If the American election was followed so much in Europe, it is also because we perceived the gigantic test that it represented for the holding of the democratic system as such. And he held on. With its contradictions, its limits and its paradoxes. But with historic participation, despite the pandemic. With the intransigence of several judges, solicited in all the states lost by Trump by generally factious appeals launched by his lawyers. With the ethics of a Republican scrutineer and the seriousness of the thousands of agents involved in the count.

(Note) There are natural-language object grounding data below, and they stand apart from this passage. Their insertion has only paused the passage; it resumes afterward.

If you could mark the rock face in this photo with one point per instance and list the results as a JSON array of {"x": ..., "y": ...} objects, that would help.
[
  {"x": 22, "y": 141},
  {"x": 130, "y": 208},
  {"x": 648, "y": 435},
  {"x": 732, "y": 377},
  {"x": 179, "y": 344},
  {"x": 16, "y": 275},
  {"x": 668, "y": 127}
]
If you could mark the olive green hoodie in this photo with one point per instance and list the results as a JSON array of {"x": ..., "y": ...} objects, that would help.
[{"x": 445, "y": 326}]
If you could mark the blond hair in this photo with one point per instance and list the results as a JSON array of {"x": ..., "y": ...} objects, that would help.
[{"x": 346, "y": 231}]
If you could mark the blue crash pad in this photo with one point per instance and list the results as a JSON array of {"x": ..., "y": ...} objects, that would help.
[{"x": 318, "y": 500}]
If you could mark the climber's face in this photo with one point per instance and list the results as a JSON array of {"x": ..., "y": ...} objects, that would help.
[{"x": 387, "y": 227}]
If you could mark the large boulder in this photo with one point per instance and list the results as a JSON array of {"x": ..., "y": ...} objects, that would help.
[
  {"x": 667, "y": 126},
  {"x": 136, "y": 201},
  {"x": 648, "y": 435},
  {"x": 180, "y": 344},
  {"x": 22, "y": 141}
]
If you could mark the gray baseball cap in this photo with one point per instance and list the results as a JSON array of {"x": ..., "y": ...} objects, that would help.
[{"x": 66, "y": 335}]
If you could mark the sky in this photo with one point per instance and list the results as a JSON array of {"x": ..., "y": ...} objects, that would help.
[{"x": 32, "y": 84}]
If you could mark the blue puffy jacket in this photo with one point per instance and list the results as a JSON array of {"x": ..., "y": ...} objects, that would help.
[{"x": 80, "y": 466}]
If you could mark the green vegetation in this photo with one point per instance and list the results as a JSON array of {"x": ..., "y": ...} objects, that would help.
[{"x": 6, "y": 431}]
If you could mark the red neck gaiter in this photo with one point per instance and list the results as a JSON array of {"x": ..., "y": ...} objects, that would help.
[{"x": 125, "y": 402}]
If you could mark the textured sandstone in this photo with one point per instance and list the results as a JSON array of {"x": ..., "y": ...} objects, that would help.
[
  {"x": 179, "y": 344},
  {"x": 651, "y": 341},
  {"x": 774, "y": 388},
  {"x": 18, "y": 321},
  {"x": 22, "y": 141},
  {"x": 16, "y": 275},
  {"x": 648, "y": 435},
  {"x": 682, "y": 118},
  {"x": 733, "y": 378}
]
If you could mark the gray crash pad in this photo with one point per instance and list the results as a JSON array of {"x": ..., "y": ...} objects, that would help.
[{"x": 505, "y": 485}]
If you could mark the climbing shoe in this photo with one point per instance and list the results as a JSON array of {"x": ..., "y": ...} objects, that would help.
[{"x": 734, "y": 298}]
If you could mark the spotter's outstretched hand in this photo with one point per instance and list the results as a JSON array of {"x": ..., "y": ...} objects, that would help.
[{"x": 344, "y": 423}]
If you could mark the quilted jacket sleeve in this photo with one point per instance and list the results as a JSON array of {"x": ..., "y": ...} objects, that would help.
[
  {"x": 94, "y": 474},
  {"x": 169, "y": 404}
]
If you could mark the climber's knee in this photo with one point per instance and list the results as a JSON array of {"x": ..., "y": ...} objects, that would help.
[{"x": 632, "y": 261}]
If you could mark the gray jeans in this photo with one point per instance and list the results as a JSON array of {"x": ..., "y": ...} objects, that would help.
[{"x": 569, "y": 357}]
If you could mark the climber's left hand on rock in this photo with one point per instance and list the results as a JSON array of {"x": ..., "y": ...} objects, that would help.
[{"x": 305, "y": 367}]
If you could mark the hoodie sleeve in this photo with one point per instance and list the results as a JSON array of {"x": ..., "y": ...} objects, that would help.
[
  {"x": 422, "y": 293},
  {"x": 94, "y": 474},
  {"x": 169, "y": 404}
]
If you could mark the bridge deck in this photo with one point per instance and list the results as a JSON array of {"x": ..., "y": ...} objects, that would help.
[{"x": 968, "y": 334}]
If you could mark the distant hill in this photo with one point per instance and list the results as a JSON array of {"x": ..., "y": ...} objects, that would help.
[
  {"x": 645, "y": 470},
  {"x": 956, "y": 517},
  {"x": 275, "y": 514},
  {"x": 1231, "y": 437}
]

It was neither a Senate cador, a high-ranking soldier nor the street who made it possible to hold the dike. It is democratic life at its level closest to the field and in its ordinary functioning. Maintaining the democratic system is therefore more than ever everyone’s business.

This is a heartwarming signal. Our European democracies must take advantage of this, because we are just as concerned by the processes that we have seen at work across the Atlantic. Fragmentation, polarization, violence, exasperation, disinformation. What Aaron Van Langevelde has embodied is ethics and trust. Two values ​​which are our best bulwark against what undermines our democracies.